Justice O’Bryan also ruled one of the products sold under the ‘Down Down’ campaign, a can of Nature’s Gift dog food, was not misleading because it did not include a “was” price on the ticket.

One of the examples of a product offer found to be misleading was a jar of Coles-brand quince paste that was raised to $4.50 from $3 for four weeks, before being reduced to $3.15.

A general view of Coles at Carlingford Court in Sydney, Tuesday, August 26, 2025. (AAP Image/Steven Markham) NO ARCHIVING Credit: STEVEN MARKHAM/AAPIMAGE

The watchdog identified hundreds of products on the Coles campaign and a similar “Prices Dropped” push from Woolworths that followed a similar formula.

During separate hearings, lawyers for the supermarkets argued prices increased due to inflationary pressures and the discounts were genuine.

Coles’ barrister John Sheahan argued “ordinary, reasonable consumers” knew that prices generally trended upward due to inflation.

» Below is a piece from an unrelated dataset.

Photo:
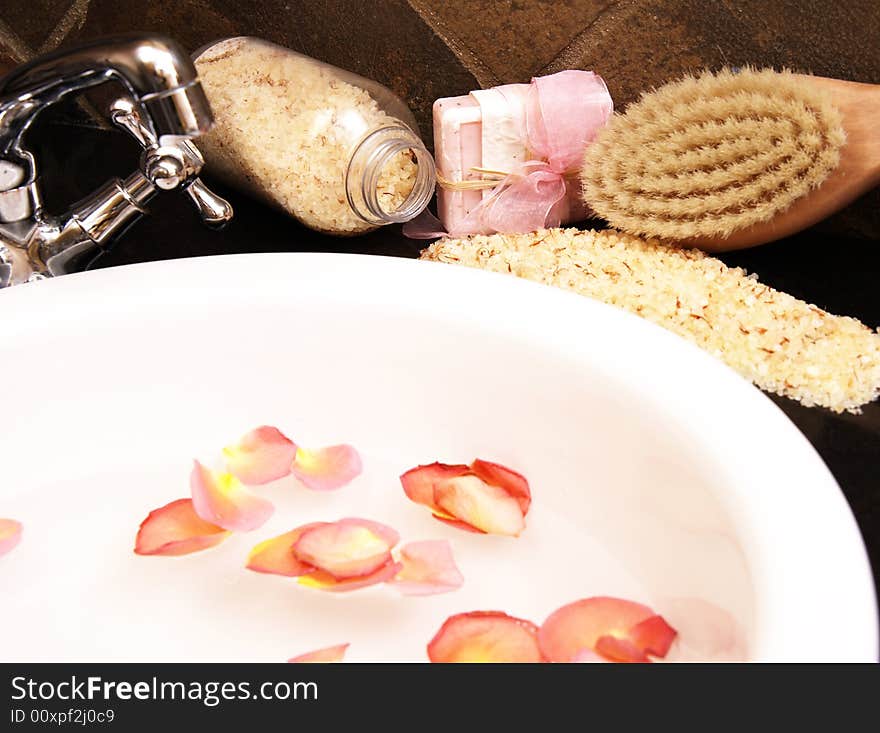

“We acknowledge today’s Federal Court decision in relation to the ACCC proceedings,” a Coles spokesperson said in a statement issued to 7NEWS.

“Our priority has always been – and will continue to be – delivering value to our customers.”

“The Court found that all price increases resulted from supplier cost price increases and were, therefore, commercially justifiable... We are in the process of reviewing the judgment.”